= P-space =

Topological space

In the mathematical field of topology, there are various notions of a P-space and of a p-space.

==Generic use==

The expression P-space might be used generically to denote a topological space satisfying some given and previously introduced topological invariant P. This might apply also to spaces of a different kind, i.e. non-topological spaces with additional structure.

==P-spaces in the sense of Gillman–Henriksen==

A P-space in the sense of Gillman–Henriksen is a topological space in which every countable intersection of open sets is open. An equivalent condition is that countable unions of closed sets are closed. In other words, G_{δ} sets are open and F_{σ} sets are closed. The letter P stands for both pseudo-discrete and prime. Gillman and Henriksen also define a P-point as a point at which any prime ideal of the ring of real-valued continuous functions is maximal, and a P-space is a space in which every point is a P-point.

Different authors restrict their attention to topological spaces that satisfy various separation axioms. With the right axioms, one may characterize P-spaces in terms of their rings of continuous real-valued functions.

Special kinds of P-spaces include Alexandrov-discrete spaces, in which arbitrary intersections of open sets are open. These in turn include locally finite spaces, which include finite spaces and discrete spaces.
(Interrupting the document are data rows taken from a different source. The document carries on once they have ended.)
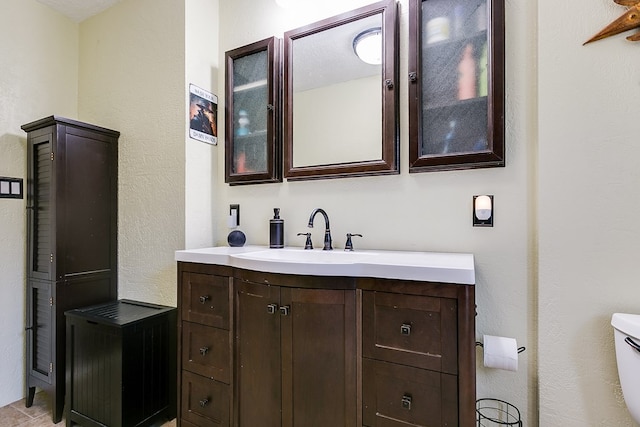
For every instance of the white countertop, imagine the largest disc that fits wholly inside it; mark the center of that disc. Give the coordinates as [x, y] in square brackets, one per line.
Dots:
[402, 265]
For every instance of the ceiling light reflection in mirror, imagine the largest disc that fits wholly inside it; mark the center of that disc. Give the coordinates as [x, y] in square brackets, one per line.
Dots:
[337, 103]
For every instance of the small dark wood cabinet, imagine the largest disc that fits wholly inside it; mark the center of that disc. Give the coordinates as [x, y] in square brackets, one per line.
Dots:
[71, 239]
[285, 350]
[121, 361]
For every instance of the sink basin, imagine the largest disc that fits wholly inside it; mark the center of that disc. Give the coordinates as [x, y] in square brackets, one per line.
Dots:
[402, 265]
[315, 256]
[300, 261]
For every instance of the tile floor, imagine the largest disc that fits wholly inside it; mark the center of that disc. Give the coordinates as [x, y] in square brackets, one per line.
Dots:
[39, 415]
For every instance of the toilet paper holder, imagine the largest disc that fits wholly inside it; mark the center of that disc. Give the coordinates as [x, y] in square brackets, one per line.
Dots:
[520, 349]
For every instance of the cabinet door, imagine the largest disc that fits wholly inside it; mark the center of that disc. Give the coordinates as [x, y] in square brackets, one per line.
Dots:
[252, 135]
[456, 84]
[40, 333]
[40, 206]
[318, 357]
[258, 379]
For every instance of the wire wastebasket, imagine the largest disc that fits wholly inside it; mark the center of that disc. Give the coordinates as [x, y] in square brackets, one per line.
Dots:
[496, 412]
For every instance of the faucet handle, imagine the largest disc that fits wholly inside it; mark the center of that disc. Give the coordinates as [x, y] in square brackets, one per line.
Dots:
[308, 244]
[349, 245]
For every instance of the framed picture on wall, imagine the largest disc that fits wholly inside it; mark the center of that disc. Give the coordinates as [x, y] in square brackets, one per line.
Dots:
[203, 115]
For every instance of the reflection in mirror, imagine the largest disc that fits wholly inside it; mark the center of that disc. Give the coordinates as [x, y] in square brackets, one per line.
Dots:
[340, 111]
[332, 83]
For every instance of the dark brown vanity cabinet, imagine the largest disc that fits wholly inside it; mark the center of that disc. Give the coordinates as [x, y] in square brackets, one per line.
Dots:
[418, 344]
[263, 349]
[71, 239]
[204, 345]
[456, 84]
[253, 147]
[295, 356]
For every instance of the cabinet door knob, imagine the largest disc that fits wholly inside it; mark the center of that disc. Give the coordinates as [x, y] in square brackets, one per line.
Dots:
[405, 329]
[406, 402]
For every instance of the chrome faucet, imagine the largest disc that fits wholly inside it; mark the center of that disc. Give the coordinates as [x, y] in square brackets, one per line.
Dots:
[327, 231]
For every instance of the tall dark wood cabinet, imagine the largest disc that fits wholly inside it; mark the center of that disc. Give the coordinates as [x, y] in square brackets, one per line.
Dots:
[71, 239]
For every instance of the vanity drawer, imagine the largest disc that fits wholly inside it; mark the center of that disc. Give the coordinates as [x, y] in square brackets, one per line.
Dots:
[205, 351]
[205, 402]
[413, 330]
[397, 396]
[206, 299]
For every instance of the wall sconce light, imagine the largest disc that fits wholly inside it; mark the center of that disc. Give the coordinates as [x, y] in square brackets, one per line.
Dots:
[11, 188]
[368, 46]
[483, 211]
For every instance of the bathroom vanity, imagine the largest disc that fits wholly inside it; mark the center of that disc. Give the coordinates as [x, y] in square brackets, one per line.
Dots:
[288, 337]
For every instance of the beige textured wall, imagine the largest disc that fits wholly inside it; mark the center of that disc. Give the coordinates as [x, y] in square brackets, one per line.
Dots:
[132, 79]
[38, 78]
[203, 70]
[588, 209]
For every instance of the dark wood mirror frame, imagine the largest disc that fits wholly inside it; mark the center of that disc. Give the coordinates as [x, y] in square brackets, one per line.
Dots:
[389, 164]
[494, 154]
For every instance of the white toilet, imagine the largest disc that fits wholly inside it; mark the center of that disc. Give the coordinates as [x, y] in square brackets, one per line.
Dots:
[627, 341]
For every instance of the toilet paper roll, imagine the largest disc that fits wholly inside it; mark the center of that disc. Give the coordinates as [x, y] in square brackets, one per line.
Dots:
[500, 353]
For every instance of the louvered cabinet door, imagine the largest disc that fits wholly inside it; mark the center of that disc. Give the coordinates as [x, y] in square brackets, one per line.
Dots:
[39, 331]
[40, 207]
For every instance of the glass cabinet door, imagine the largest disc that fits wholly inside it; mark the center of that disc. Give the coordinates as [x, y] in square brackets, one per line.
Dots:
[252, 110]
[456, 84]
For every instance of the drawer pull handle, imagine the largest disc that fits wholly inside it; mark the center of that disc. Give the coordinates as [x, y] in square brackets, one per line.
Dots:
[406, 402]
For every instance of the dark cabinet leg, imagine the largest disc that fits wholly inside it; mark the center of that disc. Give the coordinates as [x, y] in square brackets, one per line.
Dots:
[58, 406]
[31, 392]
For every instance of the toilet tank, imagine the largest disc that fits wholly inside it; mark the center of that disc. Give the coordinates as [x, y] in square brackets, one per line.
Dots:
[626, 333]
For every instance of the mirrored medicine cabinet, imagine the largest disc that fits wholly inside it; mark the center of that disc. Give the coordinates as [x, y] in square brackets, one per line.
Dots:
[340, 107]
[252, 113]
[313, 107]
[456, 84]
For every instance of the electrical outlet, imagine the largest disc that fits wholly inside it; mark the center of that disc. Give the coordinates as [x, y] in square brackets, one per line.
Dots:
[234, 214]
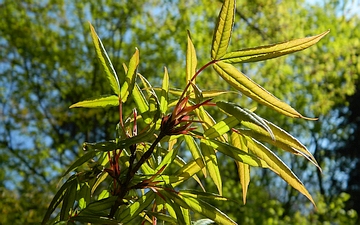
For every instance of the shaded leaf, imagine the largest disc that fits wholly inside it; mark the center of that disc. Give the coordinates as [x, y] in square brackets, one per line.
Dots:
[106, 62]
[271, 51]
[254, 91]
[223, 29]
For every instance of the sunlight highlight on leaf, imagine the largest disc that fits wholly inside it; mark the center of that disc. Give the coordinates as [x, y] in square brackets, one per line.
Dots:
[223, 30]
[271, 51]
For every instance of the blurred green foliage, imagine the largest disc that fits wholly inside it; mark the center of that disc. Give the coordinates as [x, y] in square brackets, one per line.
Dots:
[47, 63]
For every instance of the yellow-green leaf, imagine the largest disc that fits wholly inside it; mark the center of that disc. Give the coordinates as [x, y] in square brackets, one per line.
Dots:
[244, 115]
[277, 166]
[191, 60]
[164, 93]
[243, 169]
[106, 101]
[204, 208]
[221, 127]
[106, 62]
[211, 163]
[129, 82]
[271, 51]
[251, 89]
[223, 29]
[282, 140]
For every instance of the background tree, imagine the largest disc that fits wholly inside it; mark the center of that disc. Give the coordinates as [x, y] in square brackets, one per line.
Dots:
[47, 63]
==P-spaces in the sense of Morita==

A different notion of a P-space has been introduced by Kiiti Morita in 1964, in connection with his (now solved) conjectures (see the relevant entry for more information). Spaces satisfying the covering property introduced by Morita are sometimes also called Morita P-spaces or normal P-spaces.

==p-spaces==

A notion of a p-space has been introduced by Alexander Arhangelskii.